Data from regular use of monoclonal antibodies during pregnancy are limited, but as they are actively transported across the placenta, concerns regarding immunosuppression in early infancy exist. Therefore, live vaccines are currently contraindicated in infants until 6 months of age in the case of antenatal exposure to monoclonal antibodies.1

The impact of antenatal exposure to anti-tumor necrosis factor (TNF) monoclonal antibodies was recently reviewed2 suggesting that however likely safe before that point, the BCG vaccination should be delayed to 6 months of life. One infant death from disseminated BCG after antenatal exposure to infliximab supports this.3

The use of tocilizumab in pregnancy was recently reviewed,4 highlighting the limited safety data and minimal information on immunological changes in the infant available. Importantly, a randomised controlled trial investigating the vaccine responses to the 23-valent pneumococcal vaccine in patients with rheumatoid arthritis treated with tocilizumab did not show a significant alteration in vaccine response.5 Treatment of severe SARS-CoV-2 infection is usually a single dose of tocilizumab and may therefore have even less effect on the infant’s immune system. Furthermore, the point in pregnancy at which tocilizumab is administered is relevant as the transplacental transport of monoclonal antibodies increases throughout pregnancy.

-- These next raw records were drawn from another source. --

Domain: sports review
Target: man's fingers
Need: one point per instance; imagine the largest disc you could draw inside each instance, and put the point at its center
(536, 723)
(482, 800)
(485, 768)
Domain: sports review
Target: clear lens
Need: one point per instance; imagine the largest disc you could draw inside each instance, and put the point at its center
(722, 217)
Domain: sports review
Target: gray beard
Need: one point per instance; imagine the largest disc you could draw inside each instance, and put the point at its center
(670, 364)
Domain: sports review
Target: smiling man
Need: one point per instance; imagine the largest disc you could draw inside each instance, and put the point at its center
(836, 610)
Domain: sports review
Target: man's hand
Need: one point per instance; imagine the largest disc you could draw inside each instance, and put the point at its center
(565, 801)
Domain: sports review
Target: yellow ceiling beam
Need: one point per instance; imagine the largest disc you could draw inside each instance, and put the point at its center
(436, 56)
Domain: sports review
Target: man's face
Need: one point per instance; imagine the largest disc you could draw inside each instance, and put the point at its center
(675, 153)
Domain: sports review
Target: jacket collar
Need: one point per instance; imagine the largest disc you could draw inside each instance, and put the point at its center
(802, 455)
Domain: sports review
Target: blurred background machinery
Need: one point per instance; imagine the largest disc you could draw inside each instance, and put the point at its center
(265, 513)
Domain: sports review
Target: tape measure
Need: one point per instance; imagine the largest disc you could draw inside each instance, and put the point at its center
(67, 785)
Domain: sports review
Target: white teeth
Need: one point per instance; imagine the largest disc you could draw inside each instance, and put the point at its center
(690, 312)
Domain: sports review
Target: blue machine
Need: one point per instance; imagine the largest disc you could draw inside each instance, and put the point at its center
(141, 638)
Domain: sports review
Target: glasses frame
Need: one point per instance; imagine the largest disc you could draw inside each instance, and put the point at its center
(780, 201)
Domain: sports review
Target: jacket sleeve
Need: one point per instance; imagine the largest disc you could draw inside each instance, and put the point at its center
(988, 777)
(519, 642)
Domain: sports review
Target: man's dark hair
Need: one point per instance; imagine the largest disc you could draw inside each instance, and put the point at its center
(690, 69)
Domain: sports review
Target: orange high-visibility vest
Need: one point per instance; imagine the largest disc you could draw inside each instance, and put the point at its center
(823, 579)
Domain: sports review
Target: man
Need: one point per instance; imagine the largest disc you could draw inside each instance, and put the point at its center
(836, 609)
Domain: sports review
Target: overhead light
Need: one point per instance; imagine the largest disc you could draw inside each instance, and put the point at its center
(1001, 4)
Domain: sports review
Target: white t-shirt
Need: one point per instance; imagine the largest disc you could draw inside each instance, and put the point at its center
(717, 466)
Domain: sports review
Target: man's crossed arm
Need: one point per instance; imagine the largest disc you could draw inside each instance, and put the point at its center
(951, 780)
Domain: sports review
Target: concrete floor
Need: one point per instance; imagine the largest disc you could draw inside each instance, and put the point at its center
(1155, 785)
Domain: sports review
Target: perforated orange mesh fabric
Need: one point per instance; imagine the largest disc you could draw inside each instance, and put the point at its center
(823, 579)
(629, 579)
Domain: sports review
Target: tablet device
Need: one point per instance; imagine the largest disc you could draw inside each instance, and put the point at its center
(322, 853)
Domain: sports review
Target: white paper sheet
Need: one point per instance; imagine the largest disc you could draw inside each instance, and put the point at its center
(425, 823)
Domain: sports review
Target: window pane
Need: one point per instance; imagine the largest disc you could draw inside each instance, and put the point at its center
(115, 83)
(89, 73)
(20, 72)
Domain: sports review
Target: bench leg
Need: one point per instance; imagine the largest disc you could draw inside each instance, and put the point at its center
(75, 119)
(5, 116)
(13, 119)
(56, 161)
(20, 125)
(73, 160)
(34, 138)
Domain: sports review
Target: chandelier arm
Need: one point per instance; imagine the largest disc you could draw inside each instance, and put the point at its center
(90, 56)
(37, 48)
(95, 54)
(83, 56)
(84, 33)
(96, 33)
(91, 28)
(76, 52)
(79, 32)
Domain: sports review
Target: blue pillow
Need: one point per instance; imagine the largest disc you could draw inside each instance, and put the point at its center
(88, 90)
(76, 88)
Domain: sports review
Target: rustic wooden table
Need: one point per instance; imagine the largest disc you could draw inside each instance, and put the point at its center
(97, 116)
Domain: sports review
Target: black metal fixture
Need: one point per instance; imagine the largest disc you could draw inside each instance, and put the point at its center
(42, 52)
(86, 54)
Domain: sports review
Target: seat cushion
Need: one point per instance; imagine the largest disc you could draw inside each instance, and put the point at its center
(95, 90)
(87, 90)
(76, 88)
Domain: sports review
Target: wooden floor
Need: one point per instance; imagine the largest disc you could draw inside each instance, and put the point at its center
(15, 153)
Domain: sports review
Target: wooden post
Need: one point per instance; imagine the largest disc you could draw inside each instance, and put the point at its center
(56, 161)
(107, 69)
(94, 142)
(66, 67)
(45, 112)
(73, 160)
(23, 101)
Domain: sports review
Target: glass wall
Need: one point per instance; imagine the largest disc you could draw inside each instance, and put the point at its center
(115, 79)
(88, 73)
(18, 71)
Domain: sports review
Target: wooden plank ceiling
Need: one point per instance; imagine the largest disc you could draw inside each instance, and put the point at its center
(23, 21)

Given the above uncertainties, there is ongoing debate on whether live vaccines are safe to be administered from birth onwards in this specific situation. The risk of delaying live vaccines to the age of 6 months must be weighed against these uncertainties. Two live vaccines are administered in the first 6 months of life, BCG and rotavirus. Delaying these may place infants at risk of contracting disease. BCG vaccination delivery in the UK has recently changed as screening for severe combined immunodeficiency (SCID) is being piloted and is now targeted and in the community, importantly delayed to after SCID screening results are available, rather than universally in maternity units.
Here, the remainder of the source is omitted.